Lucas Rosas has made the strong case that Australians on the right must unite behind one political party to pull the Liberal Party to the right, to counter the fact that the far-left extremists in the Greens pull Labor to the Left. Without it, the Liberal Party with or without the traitor Turnbull at the helm will drift ever leftward.
The election results in the Netherlands and Austria demonstrate that this strategy can work and is working. In Australia, we just need to make it work. As I have indicated, Turnbull is already attempting to signal to the right, without achieving much, so we need to keep pushing.
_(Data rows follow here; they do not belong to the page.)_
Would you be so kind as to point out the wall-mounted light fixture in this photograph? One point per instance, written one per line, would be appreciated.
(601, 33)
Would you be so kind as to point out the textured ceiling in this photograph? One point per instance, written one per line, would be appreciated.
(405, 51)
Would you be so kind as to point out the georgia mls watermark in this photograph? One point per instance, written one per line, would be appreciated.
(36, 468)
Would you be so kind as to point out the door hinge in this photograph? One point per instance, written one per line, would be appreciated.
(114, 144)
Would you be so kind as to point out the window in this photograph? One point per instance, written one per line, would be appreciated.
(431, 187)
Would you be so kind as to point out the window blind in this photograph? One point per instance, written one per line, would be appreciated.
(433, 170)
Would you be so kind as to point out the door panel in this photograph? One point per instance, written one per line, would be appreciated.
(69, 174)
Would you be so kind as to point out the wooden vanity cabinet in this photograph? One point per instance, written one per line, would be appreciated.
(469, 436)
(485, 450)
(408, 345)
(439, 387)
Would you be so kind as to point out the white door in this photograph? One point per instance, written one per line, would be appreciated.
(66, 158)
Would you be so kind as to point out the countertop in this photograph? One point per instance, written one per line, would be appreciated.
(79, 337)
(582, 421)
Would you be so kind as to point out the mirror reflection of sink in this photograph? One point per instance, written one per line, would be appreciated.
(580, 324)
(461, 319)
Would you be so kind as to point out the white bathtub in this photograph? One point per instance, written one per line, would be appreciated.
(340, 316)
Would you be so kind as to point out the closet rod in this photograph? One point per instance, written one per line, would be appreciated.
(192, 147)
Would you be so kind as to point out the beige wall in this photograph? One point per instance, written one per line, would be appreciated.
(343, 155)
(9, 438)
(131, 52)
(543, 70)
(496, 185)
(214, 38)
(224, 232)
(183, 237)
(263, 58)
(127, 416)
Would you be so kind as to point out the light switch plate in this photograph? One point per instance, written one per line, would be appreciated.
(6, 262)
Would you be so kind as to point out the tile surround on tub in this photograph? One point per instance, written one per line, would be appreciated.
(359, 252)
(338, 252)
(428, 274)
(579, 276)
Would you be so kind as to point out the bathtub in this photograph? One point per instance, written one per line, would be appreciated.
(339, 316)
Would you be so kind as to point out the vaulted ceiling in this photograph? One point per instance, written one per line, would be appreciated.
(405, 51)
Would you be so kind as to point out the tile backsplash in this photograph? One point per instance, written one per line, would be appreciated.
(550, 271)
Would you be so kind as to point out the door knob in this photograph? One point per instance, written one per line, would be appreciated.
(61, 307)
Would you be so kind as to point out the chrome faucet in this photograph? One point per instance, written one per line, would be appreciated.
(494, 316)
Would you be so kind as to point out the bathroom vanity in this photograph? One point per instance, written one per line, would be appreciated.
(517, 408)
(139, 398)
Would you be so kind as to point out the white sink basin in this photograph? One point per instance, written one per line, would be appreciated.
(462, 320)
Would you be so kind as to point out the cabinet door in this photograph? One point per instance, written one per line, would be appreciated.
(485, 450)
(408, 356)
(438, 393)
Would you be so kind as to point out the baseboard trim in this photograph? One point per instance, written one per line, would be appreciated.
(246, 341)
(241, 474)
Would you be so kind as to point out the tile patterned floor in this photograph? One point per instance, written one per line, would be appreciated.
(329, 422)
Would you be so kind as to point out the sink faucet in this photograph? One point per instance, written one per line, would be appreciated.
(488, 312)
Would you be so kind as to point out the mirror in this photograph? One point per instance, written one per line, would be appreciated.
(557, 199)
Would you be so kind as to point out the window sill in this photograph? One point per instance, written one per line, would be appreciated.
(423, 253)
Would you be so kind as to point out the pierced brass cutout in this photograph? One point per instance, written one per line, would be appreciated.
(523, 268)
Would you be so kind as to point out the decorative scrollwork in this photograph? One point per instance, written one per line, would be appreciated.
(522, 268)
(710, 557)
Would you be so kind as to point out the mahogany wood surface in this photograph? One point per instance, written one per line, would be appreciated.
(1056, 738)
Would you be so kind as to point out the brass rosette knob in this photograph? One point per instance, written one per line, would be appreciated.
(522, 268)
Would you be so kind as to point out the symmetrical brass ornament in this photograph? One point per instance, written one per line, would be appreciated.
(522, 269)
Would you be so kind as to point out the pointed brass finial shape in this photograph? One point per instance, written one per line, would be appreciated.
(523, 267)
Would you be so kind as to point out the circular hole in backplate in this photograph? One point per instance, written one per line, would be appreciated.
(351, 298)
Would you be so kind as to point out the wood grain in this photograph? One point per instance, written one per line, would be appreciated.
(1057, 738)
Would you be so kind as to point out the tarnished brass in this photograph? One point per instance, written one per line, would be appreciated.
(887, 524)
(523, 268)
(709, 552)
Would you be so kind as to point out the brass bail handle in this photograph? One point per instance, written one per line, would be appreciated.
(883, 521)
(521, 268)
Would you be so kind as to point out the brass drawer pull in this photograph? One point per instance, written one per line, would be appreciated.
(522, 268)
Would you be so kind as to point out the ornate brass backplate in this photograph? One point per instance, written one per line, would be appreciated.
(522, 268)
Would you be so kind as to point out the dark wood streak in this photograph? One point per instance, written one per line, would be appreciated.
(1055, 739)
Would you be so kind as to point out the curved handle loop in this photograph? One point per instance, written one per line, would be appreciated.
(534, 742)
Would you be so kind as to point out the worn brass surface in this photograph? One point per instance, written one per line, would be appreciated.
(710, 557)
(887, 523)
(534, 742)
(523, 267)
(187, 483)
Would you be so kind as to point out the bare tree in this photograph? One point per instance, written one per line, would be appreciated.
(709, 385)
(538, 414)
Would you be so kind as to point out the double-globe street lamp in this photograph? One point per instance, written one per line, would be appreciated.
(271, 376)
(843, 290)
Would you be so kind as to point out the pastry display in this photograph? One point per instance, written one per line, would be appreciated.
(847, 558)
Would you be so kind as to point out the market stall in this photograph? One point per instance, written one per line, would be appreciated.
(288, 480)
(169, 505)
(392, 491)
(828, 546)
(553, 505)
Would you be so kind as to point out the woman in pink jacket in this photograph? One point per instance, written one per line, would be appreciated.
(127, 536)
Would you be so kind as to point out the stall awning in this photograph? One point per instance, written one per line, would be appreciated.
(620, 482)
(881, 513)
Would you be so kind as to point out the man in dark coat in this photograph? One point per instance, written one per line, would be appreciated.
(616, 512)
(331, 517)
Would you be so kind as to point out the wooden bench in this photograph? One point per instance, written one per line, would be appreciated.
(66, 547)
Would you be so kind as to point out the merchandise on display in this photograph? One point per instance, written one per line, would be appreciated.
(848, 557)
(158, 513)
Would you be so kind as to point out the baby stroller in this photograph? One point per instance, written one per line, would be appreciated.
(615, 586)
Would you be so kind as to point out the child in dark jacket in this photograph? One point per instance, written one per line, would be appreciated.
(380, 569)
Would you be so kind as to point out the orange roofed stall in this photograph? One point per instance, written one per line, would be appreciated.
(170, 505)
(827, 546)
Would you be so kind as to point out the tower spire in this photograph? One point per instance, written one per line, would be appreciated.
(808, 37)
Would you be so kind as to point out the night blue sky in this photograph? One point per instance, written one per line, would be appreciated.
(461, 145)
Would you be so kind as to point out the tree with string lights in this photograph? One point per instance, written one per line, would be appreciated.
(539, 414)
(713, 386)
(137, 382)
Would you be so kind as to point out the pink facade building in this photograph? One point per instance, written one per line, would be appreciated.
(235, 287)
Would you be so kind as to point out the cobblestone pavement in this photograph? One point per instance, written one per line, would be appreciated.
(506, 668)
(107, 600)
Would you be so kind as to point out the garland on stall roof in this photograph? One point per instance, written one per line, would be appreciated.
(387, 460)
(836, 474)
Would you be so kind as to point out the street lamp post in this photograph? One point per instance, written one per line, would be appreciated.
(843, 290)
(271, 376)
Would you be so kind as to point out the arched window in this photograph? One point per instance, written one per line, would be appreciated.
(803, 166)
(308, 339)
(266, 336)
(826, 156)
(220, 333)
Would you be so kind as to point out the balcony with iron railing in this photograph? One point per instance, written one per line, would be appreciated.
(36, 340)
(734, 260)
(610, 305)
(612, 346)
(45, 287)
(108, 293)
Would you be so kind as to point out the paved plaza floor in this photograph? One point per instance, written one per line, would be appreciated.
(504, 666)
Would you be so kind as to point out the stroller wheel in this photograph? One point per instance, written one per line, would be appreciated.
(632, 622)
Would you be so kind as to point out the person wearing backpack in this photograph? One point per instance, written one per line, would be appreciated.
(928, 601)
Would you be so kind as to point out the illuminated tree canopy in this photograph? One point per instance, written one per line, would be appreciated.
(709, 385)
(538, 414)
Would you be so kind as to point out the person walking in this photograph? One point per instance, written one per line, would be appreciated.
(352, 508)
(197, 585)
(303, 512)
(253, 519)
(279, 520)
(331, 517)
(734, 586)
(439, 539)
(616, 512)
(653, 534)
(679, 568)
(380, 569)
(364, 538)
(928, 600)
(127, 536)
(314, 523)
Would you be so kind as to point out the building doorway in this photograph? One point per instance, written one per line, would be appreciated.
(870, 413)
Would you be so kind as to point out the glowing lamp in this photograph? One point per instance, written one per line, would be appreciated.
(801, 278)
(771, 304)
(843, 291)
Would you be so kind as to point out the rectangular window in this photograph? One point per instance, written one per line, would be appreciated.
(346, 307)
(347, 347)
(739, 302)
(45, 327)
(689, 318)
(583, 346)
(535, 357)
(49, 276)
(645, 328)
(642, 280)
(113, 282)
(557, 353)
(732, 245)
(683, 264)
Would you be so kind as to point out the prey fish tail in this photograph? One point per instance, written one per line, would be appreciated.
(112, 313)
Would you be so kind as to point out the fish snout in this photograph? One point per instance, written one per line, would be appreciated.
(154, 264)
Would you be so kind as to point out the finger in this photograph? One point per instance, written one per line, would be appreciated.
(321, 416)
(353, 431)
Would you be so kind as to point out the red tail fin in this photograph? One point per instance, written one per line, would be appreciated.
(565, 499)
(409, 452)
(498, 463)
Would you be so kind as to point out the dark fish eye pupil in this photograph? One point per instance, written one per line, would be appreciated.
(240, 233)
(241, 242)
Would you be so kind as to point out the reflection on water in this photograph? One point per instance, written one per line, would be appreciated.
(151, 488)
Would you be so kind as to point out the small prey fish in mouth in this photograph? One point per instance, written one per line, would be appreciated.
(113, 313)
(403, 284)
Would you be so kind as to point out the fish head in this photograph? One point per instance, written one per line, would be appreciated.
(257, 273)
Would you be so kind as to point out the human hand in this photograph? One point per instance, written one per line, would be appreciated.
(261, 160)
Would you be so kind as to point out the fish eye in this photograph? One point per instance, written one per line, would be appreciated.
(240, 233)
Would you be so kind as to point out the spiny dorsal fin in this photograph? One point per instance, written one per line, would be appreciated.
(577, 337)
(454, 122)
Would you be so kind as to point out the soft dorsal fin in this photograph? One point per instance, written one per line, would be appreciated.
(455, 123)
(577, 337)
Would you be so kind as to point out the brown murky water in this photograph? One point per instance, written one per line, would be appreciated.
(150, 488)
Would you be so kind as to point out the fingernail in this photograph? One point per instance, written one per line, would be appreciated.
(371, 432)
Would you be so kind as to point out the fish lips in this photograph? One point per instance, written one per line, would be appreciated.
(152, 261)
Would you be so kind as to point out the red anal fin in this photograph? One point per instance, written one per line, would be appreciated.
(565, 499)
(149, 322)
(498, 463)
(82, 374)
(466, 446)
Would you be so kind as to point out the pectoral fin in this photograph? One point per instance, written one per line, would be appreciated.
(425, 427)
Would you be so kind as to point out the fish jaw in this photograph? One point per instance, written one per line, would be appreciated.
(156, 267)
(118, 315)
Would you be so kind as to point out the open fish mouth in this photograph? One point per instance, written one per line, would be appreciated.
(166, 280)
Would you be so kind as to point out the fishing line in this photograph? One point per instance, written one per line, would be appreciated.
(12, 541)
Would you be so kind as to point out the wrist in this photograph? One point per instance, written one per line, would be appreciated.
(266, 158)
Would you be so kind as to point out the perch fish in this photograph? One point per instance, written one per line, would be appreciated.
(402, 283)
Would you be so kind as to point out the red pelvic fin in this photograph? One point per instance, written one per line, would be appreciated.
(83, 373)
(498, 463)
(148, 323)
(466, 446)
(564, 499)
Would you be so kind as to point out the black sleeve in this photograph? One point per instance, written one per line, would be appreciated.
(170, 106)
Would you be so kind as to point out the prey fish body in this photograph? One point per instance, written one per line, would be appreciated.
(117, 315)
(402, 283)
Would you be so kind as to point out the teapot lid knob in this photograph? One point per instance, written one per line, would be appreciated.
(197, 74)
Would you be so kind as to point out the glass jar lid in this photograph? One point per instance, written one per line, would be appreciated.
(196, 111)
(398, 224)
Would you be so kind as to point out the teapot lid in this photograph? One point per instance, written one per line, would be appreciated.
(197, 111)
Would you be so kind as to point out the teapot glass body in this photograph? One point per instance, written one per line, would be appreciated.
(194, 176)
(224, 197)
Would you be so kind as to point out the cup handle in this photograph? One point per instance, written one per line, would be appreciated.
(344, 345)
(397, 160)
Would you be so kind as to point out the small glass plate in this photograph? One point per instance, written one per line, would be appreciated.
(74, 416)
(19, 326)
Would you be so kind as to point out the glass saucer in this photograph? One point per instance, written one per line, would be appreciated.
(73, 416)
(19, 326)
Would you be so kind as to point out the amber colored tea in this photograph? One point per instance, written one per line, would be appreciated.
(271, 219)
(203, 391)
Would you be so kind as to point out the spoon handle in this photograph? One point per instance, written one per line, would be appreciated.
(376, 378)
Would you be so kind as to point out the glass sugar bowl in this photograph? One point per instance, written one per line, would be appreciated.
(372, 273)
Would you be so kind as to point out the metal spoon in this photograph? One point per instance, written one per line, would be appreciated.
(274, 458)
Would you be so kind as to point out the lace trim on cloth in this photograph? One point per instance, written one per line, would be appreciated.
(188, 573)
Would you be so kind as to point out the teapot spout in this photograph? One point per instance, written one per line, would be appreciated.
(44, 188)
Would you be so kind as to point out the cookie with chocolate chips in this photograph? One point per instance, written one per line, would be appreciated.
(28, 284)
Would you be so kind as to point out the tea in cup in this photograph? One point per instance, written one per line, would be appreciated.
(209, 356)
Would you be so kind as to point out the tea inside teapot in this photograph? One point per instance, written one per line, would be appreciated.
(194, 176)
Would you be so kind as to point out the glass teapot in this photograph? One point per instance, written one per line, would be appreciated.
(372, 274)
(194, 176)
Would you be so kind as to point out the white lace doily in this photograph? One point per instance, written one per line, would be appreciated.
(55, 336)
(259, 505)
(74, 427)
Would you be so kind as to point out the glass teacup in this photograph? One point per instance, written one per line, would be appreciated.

The lesson we should take from the last time a nationalist party in Australia steered a conservative party back to the right, is that although we maintained a bulwark against the left on at least the economic front, the left’s dominance of the institutions and academia meant that they were able to continue to push their agenda without holding national government, and were well placed to implement a tsunami of policies when they regained it in 2007. So complete was the left’s full spectrum dominance that the Liberal Party was forced to take on many of Labor’s social spending policies, and has been unable to repeat the Howard government’s success on the economic front.
Therefore, not only do we need to unite behind one political party on the right, we need to forcibly reestablish control of not only the institutions and academia, but now the media, the corporations, the churches, pretty much everything.
Finally, as Adam Piggott has pointed out, controlling illegal immigration will not be enough. Australia has been taking in over 200,000 migrants a year since the Howard government was in office.
We don’t need any of them.
On the right, the battle over illegal immigration, the right to protect our borders, is well and truly won. On Islam, true conservatives appear well informed on its dangers, so well informed in fact that The XYZ barely needs to mention it any more. The next great fight will be between civic nationalism and ethnic natinalism. If the ethnic nationalists don’t win, protecting our borders won’t matter a jot, because we will be swamped by Asians.